All that we know we have constructed within ourselves from the unintelligible fragments of energy impacting our senses as we move our bodies through the world. This process of intention is transitive in the outward thrust of the body in search of desired future states; it is intransitive in the dynamic construction of predictions of the states in the sensory cortices by which we recognize success or failure in achievement. The process is phenomenologically experienced in the action-perception cycle. Enactment is through the serial creation of neurodynamic activity patterns in brains, by which the self of mind-brain-body comes to know the world first by shaping the self to an approximation of the sought-for input, and then by assimilating those shapes into knowledge and meaning.

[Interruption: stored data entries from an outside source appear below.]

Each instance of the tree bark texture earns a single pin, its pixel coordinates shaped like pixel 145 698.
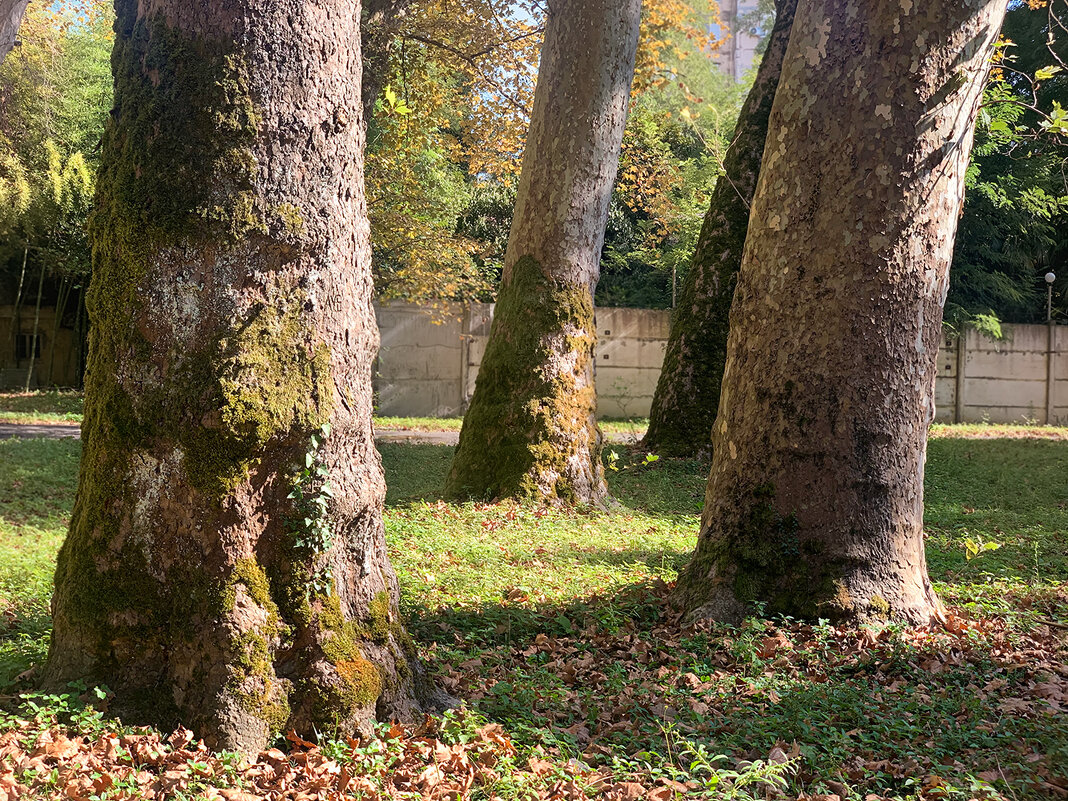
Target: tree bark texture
pixel 815 499
pixel 531 430
pixel 381 20
pixel 11 18
pixel 225 565
pixel 688 391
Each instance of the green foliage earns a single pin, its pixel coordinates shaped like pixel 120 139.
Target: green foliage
pixel 311 495
pixel 56 94
pixel 506 597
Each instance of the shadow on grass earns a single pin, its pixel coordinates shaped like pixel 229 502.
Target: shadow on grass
pixel 621 671
pixel 668 486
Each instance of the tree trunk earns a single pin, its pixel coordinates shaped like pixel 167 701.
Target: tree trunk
pixel 380 22
pixel 11 18
pixel 531 430
pixel 36 329
pixel 225 565
pixel 815 499
pixel 688 391
pixel 61 300
pixel 16 319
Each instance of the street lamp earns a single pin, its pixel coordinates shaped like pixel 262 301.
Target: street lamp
pixel 1050 278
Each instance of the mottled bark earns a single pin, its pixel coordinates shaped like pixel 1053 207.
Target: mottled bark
pixel 11 18
pixel 531 429
pixel 688 391
pixel 232 320
pixel 815 498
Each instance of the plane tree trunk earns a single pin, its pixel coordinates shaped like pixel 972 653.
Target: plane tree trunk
pixel 531 430
pixel 814 505
pixel 225 565
pixel 688 391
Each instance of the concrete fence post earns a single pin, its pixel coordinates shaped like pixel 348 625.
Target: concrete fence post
pixel 1051 374
pixel 958 406
pixel 465 357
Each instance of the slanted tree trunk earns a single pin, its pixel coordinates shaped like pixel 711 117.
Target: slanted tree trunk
pixel 11 18
pixel 36 331
pixel 815 499
pixel 531 429
pixel 209 577
pixel 688 391
pixel 61 300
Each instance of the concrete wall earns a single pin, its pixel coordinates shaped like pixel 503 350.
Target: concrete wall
pixel 64 366
pixel 429 360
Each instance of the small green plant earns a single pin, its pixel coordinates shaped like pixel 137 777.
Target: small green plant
pixel 311 497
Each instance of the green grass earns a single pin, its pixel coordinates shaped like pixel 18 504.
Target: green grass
pixel 65 406
pixel 56 406
pixel 609 425
pixel 552 622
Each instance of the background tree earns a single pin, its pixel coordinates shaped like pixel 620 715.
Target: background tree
pixel 1015 223
pixel 815 498
pixel 55 95
pixel 688 391
pixel 11 16
pixel 531 428
pixel 225 564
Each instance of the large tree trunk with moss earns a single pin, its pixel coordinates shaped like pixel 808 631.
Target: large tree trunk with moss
pixel 11 18
pixel 225 565
pixel 531 430
pixel 688 391
pixel 815 499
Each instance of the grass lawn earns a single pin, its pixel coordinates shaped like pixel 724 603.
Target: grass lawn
pixel 553 624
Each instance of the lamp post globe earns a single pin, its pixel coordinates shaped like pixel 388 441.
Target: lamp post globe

This conception of the self as closed, autonomous, and self-organizing, devised over 700 years ago and shelved by Descartes, Leibniz and Spinoza 300 years ago, is now re-emerging in philosophy and re-establishes the meaning of intention in its original sense. The core Aquinian concept of the unity of brain, body and soul/mind, which had been abandoned by mechanists and replaced by Brentano and Husserl using the duality inherent in representationalism, has been revived by Heidegger and Merleau-Ponty, but in phenomenological terms that are opaque to neurscientists. In my experience there is no extant philosophical system than that of Aquinas that better fits with the new findings in nonlinear brain dynamics. Therefore, a detailed reading and transcription of basic terms is warranted, comparing in both directions the significance of key words across 700 years from medieval metaphysics to 21st century brain dynamics.


The Hollow of Being: What can we Learn from Merleau-Ponty's Ontology for a Science of Consciousness
Carsten Allefeld, Department of Empirical and Analytical Psychophysics, Institute for Frontier Areas of Psychology and Mental Health, Freiburg, Germany

Representative for contemporary attempts to establish a science of consciousness we examine Chalmers' statement and resolution of the "hard problem of consciousness". Agreeing with him that in order to account for subjectivity it is necessary to expand the ontology of the natural sciences, we argue that it is not sufficient to just add conscious experience to the list of fundamental features of the world. Instead, we turn to phenomenology as the philosophy of conscious experience and give an outline of Merleau-Ponty's critique of the objectivist ontology underlying science which excludes subjectivity from the world. We reconstruct his proposal for a revised ontology in The Visible and the Invisible aiming at an extended understanding of Being including subjectivity, which takes on the form of a constellation of new ontological terms centered around the concept of the "flesh of the world". Trying to spell out the consequences of Merleau-Ponty's ontological considerations for scientific practice and especially the science of consciousness, we notice that his philosophy of subjectivity-in-the-world on its part is unable to connect to the insights of the natural sciences. The phenomenological critique of the "hard problem" reveals a deeper disparity which, at present, limits its practical implications.